Among this topic lie three sort of sub-problems:

• How do you design a good packing for a particular operation or subset of a program? (see this article for starters)
• How do you convert between packings once they have been established? (This article)
• How do you holistically optimize for the right packing choices across an entire program, when considering the savings from choosing good packings, the cost of switching, and the profile of operations performed?

To start, we need to provide a rough interface for the computational model.

## The Computational Model

The SIMD-style FHE computational model is loosely summarized as follows.

• Data is stored in one or more vectors of a fixed length (e.g., 4096) and fixed bit precision (e.g., 16 bits). The vectors are RLWE ciphertexts, but the computational model can be studied without caring much about how the encryption works.
• You can apply elementwise addition or multiplication on the vectors.
• You can cyclically rotate the vectors by a statically-known shift.
• Multiplication is very expensive, rotation is somewhat expensive, addition is cheap.
• While multiplication is expensive, parallel multiplications are best.

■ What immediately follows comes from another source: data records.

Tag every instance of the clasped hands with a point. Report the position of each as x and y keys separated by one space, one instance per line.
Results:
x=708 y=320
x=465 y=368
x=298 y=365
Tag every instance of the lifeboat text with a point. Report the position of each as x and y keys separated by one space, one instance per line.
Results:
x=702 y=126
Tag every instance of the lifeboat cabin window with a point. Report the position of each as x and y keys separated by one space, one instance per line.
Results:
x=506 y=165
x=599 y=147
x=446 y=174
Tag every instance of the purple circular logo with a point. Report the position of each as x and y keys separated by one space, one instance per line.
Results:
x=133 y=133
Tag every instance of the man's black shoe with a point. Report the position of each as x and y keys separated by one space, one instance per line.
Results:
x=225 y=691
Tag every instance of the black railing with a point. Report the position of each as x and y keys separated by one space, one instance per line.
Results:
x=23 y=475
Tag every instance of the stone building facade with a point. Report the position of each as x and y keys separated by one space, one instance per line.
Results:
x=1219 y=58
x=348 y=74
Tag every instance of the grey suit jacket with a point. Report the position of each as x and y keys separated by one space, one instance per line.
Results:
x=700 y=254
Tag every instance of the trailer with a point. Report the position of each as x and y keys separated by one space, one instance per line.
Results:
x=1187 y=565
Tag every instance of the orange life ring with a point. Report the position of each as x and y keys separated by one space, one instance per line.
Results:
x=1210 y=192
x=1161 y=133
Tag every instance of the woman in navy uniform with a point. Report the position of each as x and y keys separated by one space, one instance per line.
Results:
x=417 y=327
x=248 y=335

In other words, when multiplication is necessary, parallel element-wise multiplication ops are better than data-dependent serial multiplications (i.e., aim for “low multiplicative depth”).

To go along with this, I implemented a simple Python object that represents the computational model. Rather than realistically implement an FHE scheme, it merely limits the API to the allowed operations. Borrowing from my packing strategies article, the file computational_model.py contains a class that limits the API to the allowed operations, ignoring limitations on bit precision for clarity.

class Ciphertext:
def __init__(self, data: list[int]):
self.data = data[:]
self.dim = len(data)

def __add__(self, other: "Ciphertext") -> "Ciphertext":
assert self.dim == other.dim
return Ciphertext([self.data[i] + other.data[i] for i in range(len(self.data))])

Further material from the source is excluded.